Creating a Custom Alert Template
Alerts are defined using MetricsQL which is backward compatible with Prometheus QL. As an example, let’s configure an alert to let us know if MongoDB is down.
First, let’s go to the Explore option from the left menu. This is the place to play with the different metrics available and create the expressions for our alerts:
To identify MongoDB being down, one option is using the up metric. The following expression would give us the alert we need:
up{service_type="mongodb"}
To validate this, I shut down a member of a 3-node replica set and verified that the expression returns 0 when the node is down:
The next step is creating a template for this alert. I won’t go into a lot of detail here, but you can check Integrated Alerting Design in Percona Monitoring and Management for more information about how templates are defined.

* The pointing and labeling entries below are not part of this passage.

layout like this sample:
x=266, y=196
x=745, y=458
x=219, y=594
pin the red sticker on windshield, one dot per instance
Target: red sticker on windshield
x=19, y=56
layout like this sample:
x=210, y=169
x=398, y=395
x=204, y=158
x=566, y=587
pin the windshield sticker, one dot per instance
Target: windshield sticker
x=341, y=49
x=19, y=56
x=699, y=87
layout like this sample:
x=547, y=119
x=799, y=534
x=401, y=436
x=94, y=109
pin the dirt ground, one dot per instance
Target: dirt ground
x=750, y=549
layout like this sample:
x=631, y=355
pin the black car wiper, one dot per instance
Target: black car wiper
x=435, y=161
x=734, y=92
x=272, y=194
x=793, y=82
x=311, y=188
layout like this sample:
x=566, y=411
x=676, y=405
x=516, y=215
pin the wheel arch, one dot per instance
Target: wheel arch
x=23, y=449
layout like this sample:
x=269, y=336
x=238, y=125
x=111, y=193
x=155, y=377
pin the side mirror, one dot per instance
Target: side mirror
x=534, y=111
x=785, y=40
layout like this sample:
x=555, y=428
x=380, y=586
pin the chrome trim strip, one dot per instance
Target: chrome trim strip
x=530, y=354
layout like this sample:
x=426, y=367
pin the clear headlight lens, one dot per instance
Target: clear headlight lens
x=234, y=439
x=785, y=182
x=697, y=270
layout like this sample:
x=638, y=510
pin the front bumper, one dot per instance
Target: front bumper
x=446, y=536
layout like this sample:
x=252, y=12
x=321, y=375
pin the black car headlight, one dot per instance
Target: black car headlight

Navigate to the Integrated Alerting page again, and click on the Add button, then add the following template:
--- templates: - name: MongoDBDown version: 1 summary: MongoDB is down expr: |- up{service_type="mongodb"} == 0 severity: critical annotations: summary: MongoDB is down ({{ $labels.service_name }}) description: |- MongoDB {{ $labels.service_name }} on {{ $labels.node_name }} is down
This is how it looks like:
Next, go to the Alert Rules and create a new rule. We can use the Filters section to add comma-separated “key=value” pairs to filter alerts per node, per service, per agent, etc.

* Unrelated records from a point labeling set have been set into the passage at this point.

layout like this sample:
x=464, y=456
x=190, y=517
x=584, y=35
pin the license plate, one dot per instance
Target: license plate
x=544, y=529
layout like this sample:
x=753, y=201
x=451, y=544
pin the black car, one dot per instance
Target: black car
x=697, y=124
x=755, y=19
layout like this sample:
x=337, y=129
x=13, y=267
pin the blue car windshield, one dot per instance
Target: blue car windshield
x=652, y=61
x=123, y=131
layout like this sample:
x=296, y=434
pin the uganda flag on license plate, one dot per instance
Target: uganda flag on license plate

For example: node_id=/node_id/123456, service_name=mongo1, agent_id=/agent_id/123456
After you are done, hit the Save button and go to the Alerts dashboard to see if the alert is firing:
From this page, you can also silence any firing alerts.
If you configured email as a destination, you should have also received a message like this one:
For now, a single notification is sent. In the future, it will be possible to customize the behavior.
Creating MongoDB Alerts
In addition to the obvious “MongoDB is down” alert, there are a couple more things we should monitor. For starters, I’d suggest creating alerts for the following conditions:
- Replica set member in an unusual state
mongodb_replset_member_state != 1 and mongodb_replset_member_state != 2
- Connections higher than expected
avg by (service_name) (mongodb_connections{state="current"}) > 5000
- Cache evictions higher than expected
avg by(service_name, type) (rate(mongodb_mongod_wiredtiger_cache_evicted_total[5m])) > 5000
- Low WiredTiger tickets
avg by(service_name, type) (max_over_time(mongodb_mongod_wiredtiger_concurrent_transactions_available_tickets[1m])) < 50
The values listed above are just for illustrative purposes, you need to decide the proper thresholds for your specific environment(s).
As another example, let’s add the alert template for the low WiredTiger tickets:
--- templates: - name: MongoDB Wiredtiger Tickets version: 1 summary: MongoDB Wiredtiger Tickets low expr: avg by(service_name, type) (max_over_time(mongodb_mongod_wiredtiger_concurrent_transactions_available_tickets[1m])) < 50 severity: warning annotations: description: "WiredTiger available tickets on (instance {{ $labels.node_name }}) are less than 50"
Conclusion
Integrated alerting is a really nice to have feature. While it is still in tech preview state, we already have a few built-in alerts you can test, and also you can define your own. Make sure to check the Integrated Alerting official documentation for more information about this topic.
Do you have any specific MongoDB alerts you’d like to see? Given the feature is still in technical preview, any contributions and/or feedback about the functionality are welcome as we’re looking to release this as GA very soon!